How Do We Mediate?

While recently completing a questionnaire sent out by an academic I found myself generally a bit stumped by having to try to give pretty black and white answers when my experience of mediation is that the interest and the creativity lies in the grey areas. One question was however impossible to answer. It asked whether I practised structured, transformative, narrative or facilitative family mediation.

There the questionnaire had me as I don’t practise any particular given model of mediation. I would be interested to know whether any mediators do and, if they do, how that deals with the infinite variability of the needs and the personalities of individual clients.

I believe that as one becomes more experienced as a mediator, one learns that the fundamental professional and principled structure of the process allows a substantial element of creativity as to the actual techniques which one uses. Individual meetings with each client before the mediation starts offer clues not only as to the issues but also as to the personalities and drivers of each client. Part of my preparation for a first session is to consider not only what needs to be brought into the process (always allowing room for those curve balls which clients lob into the room!), but also how I might go about it. That has to be just a start as any mediator has to be able to adapt to the actual flow once the process begins. However it is usually pretty clear in most mediations about children that there needs to be some basic starter work on communication. If communication is very dysfunctional, if one is compelled to apply a label, I guess that means transformative work. However, hang on a minute, that probably also entails addressing the underlying conflict stories.

The questionnaire asked about the disadvantage of the model one follows which I think makes my point.

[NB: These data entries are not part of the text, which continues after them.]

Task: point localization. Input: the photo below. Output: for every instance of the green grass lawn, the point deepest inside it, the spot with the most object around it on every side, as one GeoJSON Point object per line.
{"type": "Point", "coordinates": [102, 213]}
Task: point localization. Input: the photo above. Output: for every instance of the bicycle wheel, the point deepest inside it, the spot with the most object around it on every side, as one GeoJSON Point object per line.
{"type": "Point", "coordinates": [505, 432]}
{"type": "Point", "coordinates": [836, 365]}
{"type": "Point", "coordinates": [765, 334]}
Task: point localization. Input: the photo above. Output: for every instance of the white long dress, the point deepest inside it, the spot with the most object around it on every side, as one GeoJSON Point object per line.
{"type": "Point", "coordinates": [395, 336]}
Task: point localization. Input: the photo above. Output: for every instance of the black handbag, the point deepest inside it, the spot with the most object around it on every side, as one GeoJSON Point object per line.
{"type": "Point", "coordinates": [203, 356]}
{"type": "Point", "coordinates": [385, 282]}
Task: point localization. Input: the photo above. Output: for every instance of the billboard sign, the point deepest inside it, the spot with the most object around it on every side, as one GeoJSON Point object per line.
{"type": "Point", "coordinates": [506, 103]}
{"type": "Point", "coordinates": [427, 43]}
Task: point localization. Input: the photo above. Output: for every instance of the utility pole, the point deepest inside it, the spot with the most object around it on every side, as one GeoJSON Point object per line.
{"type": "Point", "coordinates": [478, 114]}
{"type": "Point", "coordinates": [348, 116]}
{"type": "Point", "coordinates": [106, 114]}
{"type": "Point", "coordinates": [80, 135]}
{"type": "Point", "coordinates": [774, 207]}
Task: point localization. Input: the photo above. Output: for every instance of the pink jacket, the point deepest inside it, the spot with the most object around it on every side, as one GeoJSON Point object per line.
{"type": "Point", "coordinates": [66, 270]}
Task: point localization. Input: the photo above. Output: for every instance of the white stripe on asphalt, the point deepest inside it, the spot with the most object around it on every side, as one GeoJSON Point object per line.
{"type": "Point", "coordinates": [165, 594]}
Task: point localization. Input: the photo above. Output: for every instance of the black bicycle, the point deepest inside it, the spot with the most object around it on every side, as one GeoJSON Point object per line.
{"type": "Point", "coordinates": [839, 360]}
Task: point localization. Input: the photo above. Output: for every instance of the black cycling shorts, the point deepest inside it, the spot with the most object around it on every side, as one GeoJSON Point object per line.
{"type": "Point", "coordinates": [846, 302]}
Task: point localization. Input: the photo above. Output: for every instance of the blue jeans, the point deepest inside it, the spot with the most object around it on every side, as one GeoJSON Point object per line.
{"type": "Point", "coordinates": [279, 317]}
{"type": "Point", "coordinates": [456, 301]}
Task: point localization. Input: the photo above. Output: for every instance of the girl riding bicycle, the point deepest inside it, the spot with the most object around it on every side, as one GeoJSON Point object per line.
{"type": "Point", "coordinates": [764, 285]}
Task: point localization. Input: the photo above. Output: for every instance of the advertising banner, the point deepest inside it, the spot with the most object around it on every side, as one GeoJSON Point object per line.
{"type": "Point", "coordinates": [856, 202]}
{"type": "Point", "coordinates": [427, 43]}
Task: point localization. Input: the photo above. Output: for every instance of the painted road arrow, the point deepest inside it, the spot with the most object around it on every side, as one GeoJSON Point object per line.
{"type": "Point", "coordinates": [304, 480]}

Surely no mediator can religiously pursue a model come what may which isn’t working in any particular scenario. Whilst it’s true that financial mediation requires a good structural underpinning as nobody in my experience gets much beyond first base without the facts and figures building blocks, the mediator’s role is surely to build that structure whilst always hearing and appreciating that it almost always isn’t all just about those facts and figures.

The beauty of mediation for me is that it is a creative process to which the mediator brings his or her skills as each couple requires without spending a great deal of time worrying about models whilst never losing sight of principles. If there are mediators out there rigidly wedded to following a particular model, the danger is that the actual needs of clients may well be overlooked. It is our process but they are their issues, their history and their individual personality types which in my view dictate what approach the mediator should take.